When I hear about adding derivatives to stan-math it’s typically for speed. Is it also the case that implementing derivatives for functions can be more stable than autodiff?
Yes. See for example the “GLM” density functions like
bernoulli_logit. These functions compose a probability mass function with the inverse link function which allow for various cancellation of large intermediate terms that can be risk floating point overflow and underflow both in the evaluation of the function and its gradients.
This isn’t so much particular to autodiff, however, as it is to implementing function compositions directly in general.
I found this blog post - introduction to automatic differentiation - from 2013 that says the same thing as you in more words.
Disclaimer: I have not actually personally seen any literature doing numerical error analysis of programs produced by automatic differentiation. The technique does avoid the gross problem of catastrophic cancellation when subtracting f(x) from f(x+dx), but may do poorly in more subtle situations. Consider, for example, summing a set of numbers of varying magnitudes.

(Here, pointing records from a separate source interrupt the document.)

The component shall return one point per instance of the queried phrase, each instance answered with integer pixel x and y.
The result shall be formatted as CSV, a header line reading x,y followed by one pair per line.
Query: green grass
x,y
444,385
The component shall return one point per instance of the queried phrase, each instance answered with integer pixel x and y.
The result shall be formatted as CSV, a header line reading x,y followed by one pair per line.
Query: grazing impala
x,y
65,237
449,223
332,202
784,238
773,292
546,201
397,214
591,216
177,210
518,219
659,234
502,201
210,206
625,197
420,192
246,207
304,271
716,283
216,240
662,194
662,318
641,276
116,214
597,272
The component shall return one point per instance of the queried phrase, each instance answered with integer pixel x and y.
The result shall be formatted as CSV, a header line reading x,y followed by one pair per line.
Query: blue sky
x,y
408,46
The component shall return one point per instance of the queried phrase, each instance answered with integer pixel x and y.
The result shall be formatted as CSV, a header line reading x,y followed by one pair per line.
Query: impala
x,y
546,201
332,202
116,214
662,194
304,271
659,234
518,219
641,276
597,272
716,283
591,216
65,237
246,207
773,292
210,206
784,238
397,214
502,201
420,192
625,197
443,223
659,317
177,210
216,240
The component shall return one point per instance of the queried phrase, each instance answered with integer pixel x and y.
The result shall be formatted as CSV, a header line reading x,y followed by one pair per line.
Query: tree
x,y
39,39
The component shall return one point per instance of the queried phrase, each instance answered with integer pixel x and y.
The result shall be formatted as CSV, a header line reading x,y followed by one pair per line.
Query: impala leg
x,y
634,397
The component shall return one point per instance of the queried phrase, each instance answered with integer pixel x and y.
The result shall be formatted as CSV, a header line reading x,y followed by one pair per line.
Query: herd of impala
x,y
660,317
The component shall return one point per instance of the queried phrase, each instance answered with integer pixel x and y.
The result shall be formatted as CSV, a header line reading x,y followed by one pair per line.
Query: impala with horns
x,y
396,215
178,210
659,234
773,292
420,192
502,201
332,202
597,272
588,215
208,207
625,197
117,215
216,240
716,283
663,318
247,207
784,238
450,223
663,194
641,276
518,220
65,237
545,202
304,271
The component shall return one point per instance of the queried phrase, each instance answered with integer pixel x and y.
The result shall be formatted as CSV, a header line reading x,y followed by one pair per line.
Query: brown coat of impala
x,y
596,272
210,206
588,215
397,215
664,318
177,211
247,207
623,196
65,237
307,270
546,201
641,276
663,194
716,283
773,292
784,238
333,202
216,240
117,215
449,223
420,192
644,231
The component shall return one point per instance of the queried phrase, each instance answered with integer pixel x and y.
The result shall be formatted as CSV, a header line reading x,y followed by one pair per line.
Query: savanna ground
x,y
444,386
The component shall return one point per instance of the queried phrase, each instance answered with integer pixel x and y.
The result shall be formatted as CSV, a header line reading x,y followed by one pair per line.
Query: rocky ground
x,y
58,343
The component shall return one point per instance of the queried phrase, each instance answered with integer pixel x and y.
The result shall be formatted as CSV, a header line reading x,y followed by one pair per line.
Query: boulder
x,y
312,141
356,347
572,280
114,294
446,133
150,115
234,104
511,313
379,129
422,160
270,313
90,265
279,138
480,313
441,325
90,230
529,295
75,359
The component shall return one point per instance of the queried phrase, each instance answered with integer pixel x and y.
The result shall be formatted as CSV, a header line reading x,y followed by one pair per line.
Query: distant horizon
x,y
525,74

Generally, the answer is most accurate if one adds the small numbers together first, before adding the result to the big ones, rather than adding small numbers to large haphazardly. But what if the sizes of the perturbations in one’s computation did not correlate with the sizes of the primals? Then AD of a program that does the right thing with the primals will do the wrong thing with the perturbations.
It would be better, in this case, to define the summation function as a primitive (for AD’s purposes). The derivative is also summation, but with the freedom to add the perturbations to each other in a different order. Doing this scalably, however, is an outstanding issue with AD.